Фар Лап подходит ко мне, стуча своими деревяшками по перилам. Старый чурбан.
— Нет-нет, Лили-детка, спускайся вниз. Пока что поживешь в подвале, а потом, может, переедешь выше.
Итак, мы спускаемся в подвал, на площадке выстроились мусорные ведра, которым место на помойке. Фар Лап вынимает связку ключей. Берет один и отпирает тяжелую дверь с наличником и четырьмя дребезжащими стеклами. За дверью сырая затхлая прихожая. Я следую за плоской задницей Фар Лапа, Костас с «Самсонитом» шагает сзади.
— И снова чемода-а-ан на первом этаже-е-е, опять пришла разлуки пора-а-а… — заливается литопедион.

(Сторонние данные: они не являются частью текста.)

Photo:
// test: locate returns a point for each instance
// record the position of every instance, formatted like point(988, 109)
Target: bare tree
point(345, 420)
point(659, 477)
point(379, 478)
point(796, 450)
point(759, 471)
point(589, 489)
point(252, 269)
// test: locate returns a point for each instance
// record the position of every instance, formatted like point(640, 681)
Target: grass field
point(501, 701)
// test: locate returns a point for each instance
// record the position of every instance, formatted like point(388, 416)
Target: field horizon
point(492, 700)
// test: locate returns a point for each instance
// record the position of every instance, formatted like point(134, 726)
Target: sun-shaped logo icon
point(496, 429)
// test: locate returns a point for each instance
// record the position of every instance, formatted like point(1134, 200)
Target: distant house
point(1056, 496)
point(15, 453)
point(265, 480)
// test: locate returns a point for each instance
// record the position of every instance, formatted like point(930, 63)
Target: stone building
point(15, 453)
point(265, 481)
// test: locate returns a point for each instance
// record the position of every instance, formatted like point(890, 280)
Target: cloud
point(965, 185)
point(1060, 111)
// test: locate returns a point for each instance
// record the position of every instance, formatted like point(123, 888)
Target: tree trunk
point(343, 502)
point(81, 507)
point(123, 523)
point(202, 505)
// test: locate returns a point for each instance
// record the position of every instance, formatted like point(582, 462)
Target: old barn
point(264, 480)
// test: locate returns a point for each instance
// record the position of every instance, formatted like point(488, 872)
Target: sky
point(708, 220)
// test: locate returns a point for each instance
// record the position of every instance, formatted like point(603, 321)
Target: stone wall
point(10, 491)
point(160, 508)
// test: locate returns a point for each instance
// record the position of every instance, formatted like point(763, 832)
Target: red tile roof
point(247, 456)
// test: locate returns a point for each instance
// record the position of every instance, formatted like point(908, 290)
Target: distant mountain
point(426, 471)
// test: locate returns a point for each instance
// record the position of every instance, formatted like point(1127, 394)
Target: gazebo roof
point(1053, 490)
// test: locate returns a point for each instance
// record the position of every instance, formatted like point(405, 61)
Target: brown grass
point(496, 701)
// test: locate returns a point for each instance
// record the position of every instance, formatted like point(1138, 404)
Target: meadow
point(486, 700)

И мы обходим мои новые владения.
По левой стороне подвала кривится уродливый коридор, за первой дверью справа полуразрушенная спальня. Постель представляет собой бесформенную пагоду из трех двуспальных матрасов. Есть там еще облезлый туалетный столик с крутящимся овальным зеркалом, покосившийся гардероб тридцатых годов под красное дерево и три окна, почти не пропускающие свет. Если бы не сырость, здесь было бы очень пыльно. Похоже, беднягам клещикам в старых сырых матрасах пришлось научиться плавать, чтобы выжить.